Eğitim hayatının tamamını Fransa'da geçiren Vergin, lisans ve lisansüstü eğitimini Paris Sorbonne I Üniversitesinde tamamlar. Bu yıllarda Office de Radiodiffusion-Télévision Française (ORTF)'de kamuoyu araştırmacısı olarak çalışır.
Fransa'da siyasal antropolojinin kurucusu kabul edilen Georges Balandier danışmanlığında yazdığı "Industrialisation et changement social. Étude comparative dans trois villages d'Ereğli" başlıklı doktora tezini 1973 yılında savunur.
Kıray'ın ünlü Ereğli çalışmasından on yıl sonra yine Ereğli'de sahaya inerek hazırladığı bu tezde, Kıray'ın tek-doğrultulu ve üniform değişme anlayışına itiraz eder. Değişimin çok boyutlu tezahürlerini ortaya çıkarmak için üç köye odaklanan karşılaştırmalı bir araştırma yürütür.

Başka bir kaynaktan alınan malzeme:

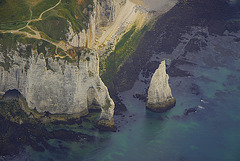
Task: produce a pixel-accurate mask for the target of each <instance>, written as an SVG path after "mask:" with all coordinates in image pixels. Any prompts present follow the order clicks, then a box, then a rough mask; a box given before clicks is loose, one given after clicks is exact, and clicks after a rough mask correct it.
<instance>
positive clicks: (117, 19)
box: [67, 0, 149, 53]
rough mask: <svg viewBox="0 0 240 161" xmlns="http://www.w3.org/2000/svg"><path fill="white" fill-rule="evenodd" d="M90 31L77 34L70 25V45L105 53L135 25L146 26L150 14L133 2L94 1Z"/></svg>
mask: <svg viewBox="0 0 240 161" xmlns="http://www.w3.org/2000/svg"><path fill="white" fill-rule="evenodd" d="M94 6H95V7H94V8H93V11H92V13H91V14H90V17H89V23H88V29H87V30H85V29H84V30H82V32H80V33H75V32H74V31H73V29H72V27H71V24H70V23H69V32H68V34H67V37H68V41H69V44H70V45H72V46H75V47H86V48H94V49H97V50H98V53H101V52H100V51H102V52H104V51H105V49H107V48H109V47H111V46H112V45H115V44H116V43H117V41H118V40H119V39H120V38H121V36H122V35H123V34H124V33H126V32H127V31H128V30H129V29H130V27H131V26H132V25H134V24H136V23H137V24H138V27H142V25H144V24H146V23H147V21H148V20H149V14H148V12H147V11H146V10H145V8H143V6H141V5H139V4H137V3H134V2H132V1H131V0H102V1H97V0H94Z"/></svg>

Bölgede kurulan çelik fabrikası gibi "tek bir faktör"ün görece türdeş ve benzer olan bu üç köyde nasıl olup da hem içerik hem de istikamet bakımından bu denli farklı değişimleri tetikleyebileceği sorusunun üzerine gider.

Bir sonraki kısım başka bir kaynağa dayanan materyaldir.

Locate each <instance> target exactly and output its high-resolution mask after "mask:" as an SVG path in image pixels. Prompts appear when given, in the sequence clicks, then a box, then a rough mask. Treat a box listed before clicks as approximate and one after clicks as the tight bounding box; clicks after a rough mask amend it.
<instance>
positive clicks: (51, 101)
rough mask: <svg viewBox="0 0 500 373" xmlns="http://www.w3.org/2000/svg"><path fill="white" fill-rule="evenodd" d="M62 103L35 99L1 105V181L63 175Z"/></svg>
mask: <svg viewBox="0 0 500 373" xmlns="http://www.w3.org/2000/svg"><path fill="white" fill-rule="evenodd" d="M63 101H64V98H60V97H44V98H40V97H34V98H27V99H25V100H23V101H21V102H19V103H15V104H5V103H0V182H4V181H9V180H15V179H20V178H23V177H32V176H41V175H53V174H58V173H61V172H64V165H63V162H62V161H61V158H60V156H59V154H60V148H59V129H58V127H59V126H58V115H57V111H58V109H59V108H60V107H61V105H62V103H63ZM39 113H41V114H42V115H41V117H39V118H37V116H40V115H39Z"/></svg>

*Ne yazık ki bu tez henüz Türkçeye çevrilmemiştir.
1973 yılında Türkiye'ye dönen Vergin, ertesi yıl İstanbul Üniversitesi İktisat Fakültesinde çalışmaya başlar. Bu yıllarda Diyarbakır, Van, Mersin ve İstanbul-Gültepe'de köy ve gecekondu araştırmaları yapar.
1980 yılında Siyasal Bilgiler Fakültesinde görev yaparken siyaset sosyolojisi dersi için hazırladığı ders notlarını Filiz Matbaası'ndan yayımlar. 1998 yılında ise Yeni Yüzyıl Gazetesi için kaleme aldığı yazılar, "Türkiye'ye Tanık Olmak" başlığıyla kitaplaştırılır.
Bilkent Üniversitesi ve Marmara (Fransızca) Kamu Yönetimi Bölümünde görev yaptıktan sonra 1999 yılında İstanbul Üniversitesine tekrar döndüğünde, siyaset sosyolojisi ders notlarının hâlâ tedavülde olduğunu görerek bu notları kitaplaştırmaya karar verir.
Türkiye'de siyaset sosyolojisi alanının temel referans kaynağı olan "Siyaset Sosyolojisi" kitabı, aslında Kamu Yönetimi bölümlerinde zorunlu olarak verilen siyaset sosyolojisi dersi için hazırlanmış olup 2003 yılında yayımlanır.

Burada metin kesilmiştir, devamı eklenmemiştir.